Ellen’s next step is pretty drastic. Her ex, Russell, has advanced to a powerful prosecutor position, so she sends him a letter that she thinks she’s been poisoned by her sister. Then, she goes to her father’s lab, and prepares some arsenic to put into her food and drink. Well, she gets sick, and she dies. And Russell charges her sister with MURDER.
Wow! The drama doesn’t end! Is it NOIR? It’s something. Honestly, there’s a happy ending, but not without someone going to jail for a couple years for withholding that Ellen had killed Danny before anyone could pick up the pieces and move on for some kind of happiness.
Like, the movie might be of its time, and there might be a couple decades of repressed housewives who are like “Hell yeah, you go girl!” but the dramatic tone never matches this. Ellen does these things out of desperation but it’s cruel. The “I’ll show YOU, from the GRAVE!” plot frankly wouldn’t even get to that point, I think. It’s dramatic for Russell to bring charges and sternly accuse her sister and Richard for plotting to run off together after killing HIS (Russell’s) true love! But, uh, conflict of interest much? And, did they postmark mail back then? (a search says yes.) That could have been the story beat to save her sister. And that’s with the story going in this melodramatic direction, where Ellen is a killer throwing accusations at everyone whose crimes were just being oblivious to her needs that probably could have been resolved with talking it out. (take the hint, Danny and Richard. Jeez.)

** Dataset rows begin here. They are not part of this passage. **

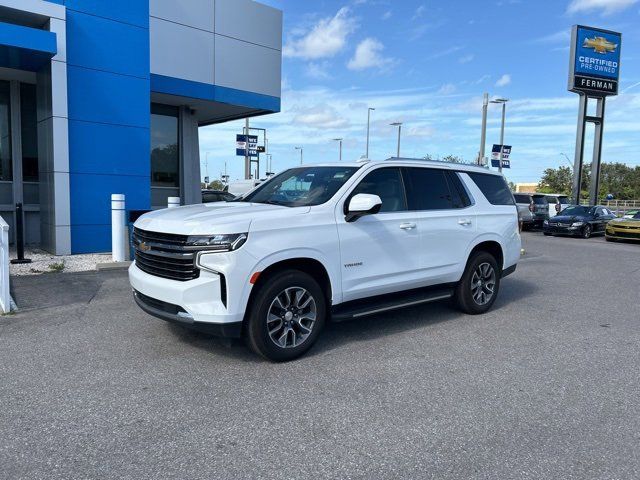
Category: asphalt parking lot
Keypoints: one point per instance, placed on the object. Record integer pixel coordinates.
(546, 385)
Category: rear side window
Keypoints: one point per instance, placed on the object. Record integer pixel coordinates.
(493, 187)
(427, 189)
(522, 198)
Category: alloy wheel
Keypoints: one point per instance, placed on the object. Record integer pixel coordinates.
(483, 283)
(291, 317)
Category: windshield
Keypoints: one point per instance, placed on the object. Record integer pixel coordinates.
(301, 187)
(575, 210)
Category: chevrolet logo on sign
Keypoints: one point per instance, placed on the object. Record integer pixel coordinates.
(600, 45)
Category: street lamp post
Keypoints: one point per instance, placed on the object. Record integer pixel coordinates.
(369, 110)
(399, 125)
(502, 101)
(483, 135)
(339, 140)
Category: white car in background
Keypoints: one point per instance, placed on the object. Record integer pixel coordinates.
(335, 241)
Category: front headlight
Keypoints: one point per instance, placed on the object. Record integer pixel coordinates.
(217, 243)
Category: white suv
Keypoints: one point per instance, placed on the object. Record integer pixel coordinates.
(320, 242)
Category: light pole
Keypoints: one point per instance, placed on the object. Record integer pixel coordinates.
(369, 110)
(483, 135)
(339, 140)
(502, 101)
(399, 125)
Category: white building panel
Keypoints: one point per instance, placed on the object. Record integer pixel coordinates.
(245, 66)
(181, 52)
(192, 13)
(249, 21)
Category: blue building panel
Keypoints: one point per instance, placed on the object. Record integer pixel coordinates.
(100, 148)
(108, 45)
(103, 97)
(25, 48)
(134, 12)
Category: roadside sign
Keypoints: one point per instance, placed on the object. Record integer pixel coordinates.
(241, 145)
(594, 66)
(506, 156)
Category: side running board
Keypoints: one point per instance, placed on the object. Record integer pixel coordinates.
(385, 303)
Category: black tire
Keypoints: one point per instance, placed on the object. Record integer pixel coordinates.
(463, 297)
(279, 289)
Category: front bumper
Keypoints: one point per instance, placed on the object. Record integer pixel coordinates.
(204, 299)
(623, 234)
(177, 315)
(562, 230)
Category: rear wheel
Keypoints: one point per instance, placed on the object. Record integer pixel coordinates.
(286, 316)
(478, 288)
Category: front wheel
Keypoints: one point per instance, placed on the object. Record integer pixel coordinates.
(478, 288)
(286, 316)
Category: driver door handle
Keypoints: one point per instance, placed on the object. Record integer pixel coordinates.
(407, 226)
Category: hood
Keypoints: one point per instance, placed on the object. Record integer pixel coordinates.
(568, 218)
(631, 222)
(213, 218)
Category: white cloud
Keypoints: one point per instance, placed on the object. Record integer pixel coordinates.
(606, 7)
(447, 89)
(327, 38)
(504, 80)
(368, 54)
(321, 116)
(319, 71)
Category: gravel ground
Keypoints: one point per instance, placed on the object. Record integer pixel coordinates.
(544, 386)
(44, 262)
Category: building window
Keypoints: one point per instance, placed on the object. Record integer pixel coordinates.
(6, 172)
(29, 132)
(165, 156)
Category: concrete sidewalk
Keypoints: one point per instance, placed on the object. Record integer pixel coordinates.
(59, 289)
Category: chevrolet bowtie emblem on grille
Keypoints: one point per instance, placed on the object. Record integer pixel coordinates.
(600, 45)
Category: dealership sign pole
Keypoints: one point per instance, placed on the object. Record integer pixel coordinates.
(594, 72)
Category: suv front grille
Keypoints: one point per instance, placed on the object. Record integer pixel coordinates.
(164, 255)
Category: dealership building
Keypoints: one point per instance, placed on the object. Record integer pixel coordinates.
(106, 96)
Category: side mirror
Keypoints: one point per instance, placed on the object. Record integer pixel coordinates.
(363, 204)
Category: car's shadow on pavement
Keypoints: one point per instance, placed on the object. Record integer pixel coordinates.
(336, 335)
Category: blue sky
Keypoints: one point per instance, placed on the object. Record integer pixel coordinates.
(427, 64)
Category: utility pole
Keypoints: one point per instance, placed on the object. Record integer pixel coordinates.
(483, 135)
(399, 125)
(502, 101)
(247, 159)
(340, 141)
(369, 110)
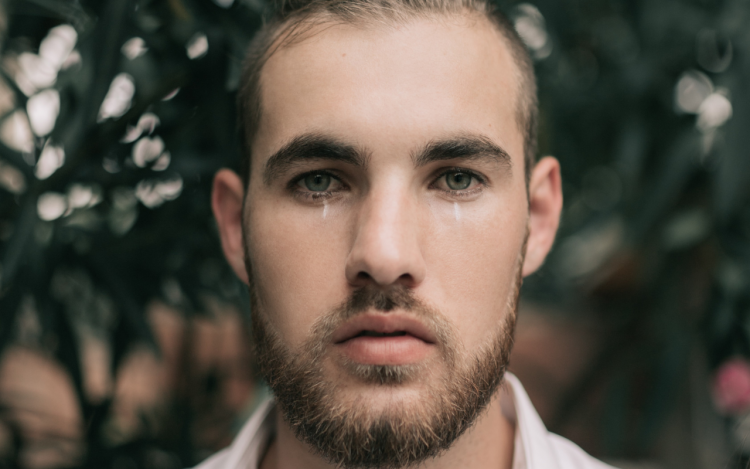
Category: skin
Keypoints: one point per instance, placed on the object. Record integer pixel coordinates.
(390, 91)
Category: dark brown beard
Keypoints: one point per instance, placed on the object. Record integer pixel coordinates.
(350, 436)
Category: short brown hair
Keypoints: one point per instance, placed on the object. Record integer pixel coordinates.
(291, 19)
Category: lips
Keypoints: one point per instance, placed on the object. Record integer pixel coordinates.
(390, 325)
(390, 339)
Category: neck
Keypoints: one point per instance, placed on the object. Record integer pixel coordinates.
(488, 444)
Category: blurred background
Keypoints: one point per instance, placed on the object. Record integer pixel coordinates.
(124, 337)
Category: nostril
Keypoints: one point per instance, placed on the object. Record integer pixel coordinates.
(364, 276)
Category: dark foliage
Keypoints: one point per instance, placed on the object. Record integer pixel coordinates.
(646, 104)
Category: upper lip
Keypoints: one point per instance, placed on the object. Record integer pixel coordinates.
(384, 324)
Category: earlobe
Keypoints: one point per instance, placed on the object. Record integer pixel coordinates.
(545, 205)
(227, 201)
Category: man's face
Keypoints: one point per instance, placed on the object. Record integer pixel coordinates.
(387, 212)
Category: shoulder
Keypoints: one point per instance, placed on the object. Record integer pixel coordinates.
(571, 456)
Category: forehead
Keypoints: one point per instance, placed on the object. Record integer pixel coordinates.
(391, 87)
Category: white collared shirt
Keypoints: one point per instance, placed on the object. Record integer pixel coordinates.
(534, 447)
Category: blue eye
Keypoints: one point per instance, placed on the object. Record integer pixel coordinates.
(457, 180)
(317, 182)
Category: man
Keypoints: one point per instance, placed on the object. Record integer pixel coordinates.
(387, 212)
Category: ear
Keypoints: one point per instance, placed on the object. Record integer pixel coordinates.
(226, 201)
(545, 205)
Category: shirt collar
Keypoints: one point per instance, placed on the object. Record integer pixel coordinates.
(532, 446)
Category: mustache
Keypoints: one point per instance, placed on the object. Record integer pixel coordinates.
(371, 298)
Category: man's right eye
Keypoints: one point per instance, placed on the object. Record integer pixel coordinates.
(316, 182)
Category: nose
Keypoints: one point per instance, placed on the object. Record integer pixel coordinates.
(386, 248)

There’s a couple movies we’ve covered, like Cause for Alarm and Secret Beyond The Door, where our hero is driven mad by their captor husband, or like The Strange Woman where the protagonist plots and goes through men who can’t feed her hunger for a better lifestyle before falling for someone who gets clued in before it’s too late. Here, Ellen resorts to cruelty, from taking an opportunity in the moment to let Danny drown, to a quick plan to throw herself down the stairs, to a complicated plan to blame her sister for Ellen’s suicide. (Did Ellen think that she’d maybe recover from her self-poisoning by the time the letter reached Russell?) This movie, at under 2 hours, lost me when she threw herself down the stairs, and felt like a waste of character from Vincent Price’s Russell. Any of these actions that involved him could have resulted in a plot point where Russell gets involved and ready to bring down the personalized hammer of justice only for Ellen to find out at the last minute that this plan backfires and she experiences some sort of comeuppance, but instead the movie is just about people’s lives ruined by Ellen before they get to kinda move on.
Was it good? I didn’t like it. There’s plenty to look at, there’s plenty to think about as far as allegories and its repression, but what’s the win here for Ellen? She still thinks she gets away with it. The denouement limps to Richard and her sister feeling like “well, she did a number on us, but we weathered through it.”
The movie has some champions (it’s got a Criterion release, after all) and does have some great scenery. (It won an Academy Award for cinematography!) I was with it through Danny’s death but the painful events for these characters just are rushed through to its weak ending.
Ellen is played by Gene Tierney, the title character in the wonderful Laura (1944) and by the by, she is gorgeous in this film. I mentioned Vincent Price as the hard sell for my viewing (also in Laura!). Their costars, Cornel Wilde and Jeanne Crain, had long careers in film & television. Ray Collins plays Richard’s legal counsel, we’ve seen him before but we all know him from Perry Mason. Danny is played by Darryl Hickman, who also had a long career, including a role in the campy William Castle shlock The Tingler, which co-starred Vincent Price.